Figure 2b is an actual example of chromosomal translocation in the PR-1701 tumor genome, which has the TMPRSS2-ERG gene fusion often associated with prostate cancer. The top row shows chromosome 21 and chromosome 1, with four colored loci on the two chromosomes, which corresponds to the four columns below showing a expanded schematic of the genetic sequence. The schematic shows that the normal genome contains little rearrangements between both chromosomes 21 and 1. In contrast, the tumor genome has an abundance of chromosomal rearrangements within each chromosome and between chromosomes. A more specific depiction of four loci rearrangements between chromosomes 21, 37, 36 and 1 is shown in the last row of figure 2b, with hatching representing duplicated sequences after fusion of the rearranged sequences. For example, the TMPRSS2 and ERG genes in the normal genome were initially intact on different loci on chromosome 21. The tumor genome however had breakpoints within the ERG, TMPRSS2, intergenic region, and THRAP3 that resulted in balanced translocations. One rearrangement resulted in part of ERG joined with another part of TMPRSS2 at a single loci on chromosome 21. Other rearrangements resulted in the rest of ERG joined with part of THRAP3 ( from chromosome 36), and the rest of TMPRSS2 joined with part of the intergenic region ( from chromosome 37).

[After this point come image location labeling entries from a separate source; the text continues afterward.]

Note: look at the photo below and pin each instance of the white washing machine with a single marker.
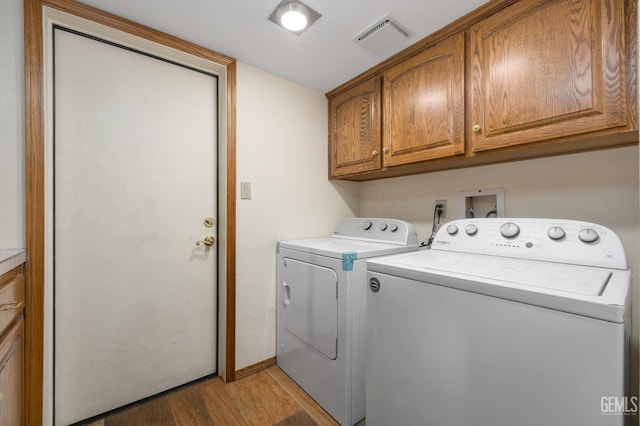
(321, 293)
(503, 322)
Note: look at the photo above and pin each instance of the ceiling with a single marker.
(322, 57)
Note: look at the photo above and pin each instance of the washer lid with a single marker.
(595, 292)
(568, 278)
(338, 248)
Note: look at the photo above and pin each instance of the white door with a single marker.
(135, 151)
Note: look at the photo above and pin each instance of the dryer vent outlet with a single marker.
(383, 38)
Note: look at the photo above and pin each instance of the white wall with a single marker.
(282, 151)
(600, 187)
(12, 224)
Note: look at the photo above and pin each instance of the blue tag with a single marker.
(347, 260)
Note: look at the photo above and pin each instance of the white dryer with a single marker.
(321, 293)
(503, 322)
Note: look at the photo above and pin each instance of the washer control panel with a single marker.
(551, 240)
(392, 231)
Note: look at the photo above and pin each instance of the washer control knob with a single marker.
(556, 233)
(471, 229)
(509, 230)
(588, 235)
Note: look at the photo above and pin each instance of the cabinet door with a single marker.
(543, 70)
(424, 105)
(354, 129)
(11, 354)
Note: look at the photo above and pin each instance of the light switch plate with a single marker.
(245, 190)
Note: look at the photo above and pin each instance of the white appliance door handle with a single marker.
(287, 293)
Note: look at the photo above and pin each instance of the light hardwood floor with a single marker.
(268, 397)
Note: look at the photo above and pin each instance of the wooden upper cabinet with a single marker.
(544, 70)
(423, 105)
(354, 129)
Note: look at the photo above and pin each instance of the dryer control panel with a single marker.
(390, 231)
(550, 240)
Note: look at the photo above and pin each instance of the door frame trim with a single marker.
(35, 188)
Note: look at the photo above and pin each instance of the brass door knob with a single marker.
(208, 241)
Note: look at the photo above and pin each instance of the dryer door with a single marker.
(310, 304)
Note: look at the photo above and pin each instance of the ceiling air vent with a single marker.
(383, 38)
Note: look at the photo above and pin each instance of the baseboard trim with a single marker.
(252, 369)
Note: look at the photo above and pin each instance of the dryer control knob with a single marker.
(471, 229)
(556, 233)
(509, 230)
(588, 235)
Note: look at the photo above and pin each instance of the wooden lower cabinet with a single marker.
(542, 70)
(11, 375)
(12, 300)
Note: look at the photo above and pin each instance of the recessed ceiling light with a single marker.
(294, 16)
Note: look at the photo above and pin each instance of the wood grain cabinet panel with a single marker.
(423, 105)
(544, 70)
(354, 130)
(11, 372)
(12, 300)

In addition to the gene fusion of TMPRSS2 and ERG, figure 2c shows rearrangements between nine other loci on chromosomes 12, 17, 5, and 9 in the PR-2832 tumor genome. Breakpoints are in intragenic or nearby intergenic regions, with hatching representing duplicated (colored) or deleted sequences (grey and white) after fusion. In particular, the "cancer genes or orthologues" TBK1, MAP2K4, TP53, and ABL1 are affected by these rearrangements. For example, one of the genes (MAP2K4) on chromosome 17 was 51 kb to the left of a breakpoint. After chromosomal breaking and rejoining, MAP2K4 was joined to an intragenic region of TBK1 from chromosome 12.
Overall, figure 2 demonstrated that just one tumor genome is characterized by many unique rearrangements both within and between chromosomes. These rearrangements disrupt sequences, thus also disrupting the functions of cancer-related genes and interactions between multiple genes.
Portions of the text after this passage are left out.